The first thing that the pharma companies would have to do is be open to and accept the validity of brand strategy into their model. Branding is about more than identity and loyalty. Marketers need to position each brand so that it is perceived as the only solution to the prospect’s problem.
“When you brand like that from the outside in, now instead of saying, here, recommend this drug, it works, now you’re saying here’s a couple reasons why you’re not going to want to go anywhere else,” Mr. Frankel told Med Ad News. “You start engaging in a lot of two-way dialogue with what I like to call a support mechanism called ‘brand community.’”
Two types of communities are needed. One would be a closed community, for doctors. And one would be an open community, for the public.
“They would be able to say to doctors, look, all these people are having trouble with diabetes; we’re hearing them,” Mr. Frankel says. “We have an open forum for them. We have a brand community so that these people can talk to each other. These people are asking for what we’re giving them.”
This action will take the pharmaceutical marketer from being not just an authority on the product and disease state, to possessing the credibility and clarity needed to earn physicians’ trust. “The authority they have as the drug company that manufactures and researches [the product],” Mr. Frankel says. “But the credibility comes from their actions.”
Many marketers are taking forays into creating online patient communities. But Mr. Frankel doesn’t put much stock in the efforts to date. “Everybody who is attempting to do community is doing it wrong; I mean seriously wrong,” he says. “A branded community is not at all about technology. It’s about management. It’s authority, credibility, and clarity. A community has to have authority. There has to be an agenda. Somebody has to be there actively managing it. Visually managing it. And then once they have that person, that person has to know the right things to do and the wrong things to do because you’re managing a group of people. Every other community out there basically is a glorified bulletin board. Put your comment in here and then have it tracked or repeated on Twitter or Digg or whatever. That doesn’t do squat. And the reason it doesn’t is it’s not driven by a brand strategy.”

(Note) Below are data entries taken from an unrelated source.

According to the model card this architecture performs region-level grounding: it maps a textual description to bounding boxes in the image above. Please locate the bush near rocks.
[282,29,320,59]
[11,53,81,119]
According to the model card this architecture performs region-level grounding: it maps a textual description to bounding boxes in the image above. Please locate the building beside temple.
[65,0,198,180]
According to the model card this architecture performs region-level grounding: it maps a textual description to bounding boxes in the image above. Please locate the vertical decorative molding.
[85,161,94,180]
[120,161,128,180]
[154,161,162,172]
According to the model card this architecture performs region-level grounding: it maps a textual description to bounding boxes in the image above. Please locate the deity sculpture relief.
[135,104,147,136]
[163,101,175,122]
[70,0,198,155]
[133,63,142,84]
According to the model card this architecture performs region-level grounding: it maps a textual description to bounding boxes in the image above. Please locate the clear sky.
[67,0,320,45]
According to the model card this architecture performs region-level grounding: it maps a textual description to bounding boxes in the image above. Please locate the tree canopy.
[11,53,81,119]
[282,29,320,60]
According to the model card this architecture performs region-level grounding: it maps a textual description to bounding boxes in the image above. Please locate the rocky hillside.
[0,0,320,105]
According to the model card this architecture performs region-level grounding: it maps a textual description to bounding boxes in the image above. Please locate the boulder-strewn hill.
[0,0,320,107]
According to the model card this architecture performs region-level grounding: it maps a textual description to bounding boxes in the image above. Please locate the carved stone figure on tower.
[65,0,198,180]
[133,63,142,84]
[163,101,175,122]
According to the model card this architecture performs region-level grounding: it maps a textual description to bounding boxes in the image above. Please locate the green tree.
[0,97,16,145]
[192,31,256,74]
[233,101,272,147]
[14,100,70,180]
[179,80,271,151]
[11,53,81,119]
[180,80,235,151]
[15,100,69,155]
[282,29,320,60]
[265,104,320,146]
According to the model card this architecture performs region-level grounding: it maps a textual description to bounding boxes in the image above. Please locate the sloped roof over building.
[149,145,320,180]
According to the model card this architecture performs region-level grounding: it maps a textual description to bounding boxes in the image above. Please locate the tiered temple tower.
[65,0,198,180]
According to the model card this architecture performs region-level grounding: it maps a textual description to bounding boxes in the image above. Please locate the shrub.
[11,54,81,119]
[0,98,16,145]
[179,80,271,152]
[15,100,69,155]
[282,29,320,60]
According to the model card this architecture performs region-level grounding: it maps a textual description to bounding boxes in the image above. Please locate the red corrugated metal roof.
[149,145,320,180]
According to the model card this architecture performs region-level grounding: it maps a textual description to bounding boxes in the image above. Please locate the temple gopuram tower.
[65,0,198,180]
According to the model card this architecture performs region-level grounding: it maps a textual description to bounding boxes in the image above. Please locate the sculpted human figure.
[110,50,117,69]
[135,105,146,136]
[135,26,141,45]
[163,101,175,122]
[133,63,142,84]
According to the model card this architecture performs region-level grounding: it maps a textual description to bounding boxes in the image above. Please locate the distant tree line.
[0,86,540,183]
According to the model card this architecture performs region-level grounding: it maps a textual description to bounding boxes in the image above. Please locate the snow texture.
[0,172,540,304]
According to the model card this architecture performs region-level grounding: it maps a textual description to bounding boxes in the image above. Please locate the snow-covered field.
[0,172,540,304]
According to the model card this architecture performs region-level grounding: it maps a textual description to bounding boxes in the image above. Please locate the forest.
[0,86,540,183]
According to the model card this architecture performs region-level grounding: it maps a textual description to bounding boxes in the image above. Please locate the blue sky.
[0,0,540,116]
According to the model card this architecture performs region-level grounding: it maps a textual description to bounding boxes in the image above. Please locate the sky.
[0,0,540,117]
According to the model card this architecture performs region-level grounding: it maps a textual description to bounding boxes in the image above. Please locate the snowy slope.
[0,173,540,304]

What’s the brand strategy? Eventually, it’s to bring people into the fold and drive revenue. But people don’t do that on their own, Mr. Frankel cautions. They have to be brought in, told what’s expected of them, managed, encouraged to interact, and instructed how to stay within regulatory boundaries and on topic.
“You’re going to say, look, here’s the deal, if you guys start posting stuff or having exchanges about what your dosage should be, it’s not going to get through,” Mr. Frankel says. “That’s part of that management thing, and you have to be on that. That’s what people don’t understand about branded community. Every other community is just hands free, let the servers take care of it. Totally different thing here. The difference is, as soon as you put out a branded community, all of a sudden the pharma companies get what they never had before, and that is a human heart. People start to see, wow, they’re not just pushing drugs on us, they really do care about people, and that’s why they’re putting people in touch with other people.”
The ultimate goal of a branded community is getting people investing their own human interest, their non-rational interest, their loyalties into the brand because the brand is supporting things that matter to them.
“Think about what would happen if you have patients with a chronic condition, who over those four or five years are now invested through the auspices of the pharma company with its branded product,” Mr. Frankel says. “What happens when all of a sudden the patent expires and generics start becoming available? You see a huge drop off. But not if they’ve invested time, effort, money, and their loyalties into the brand.”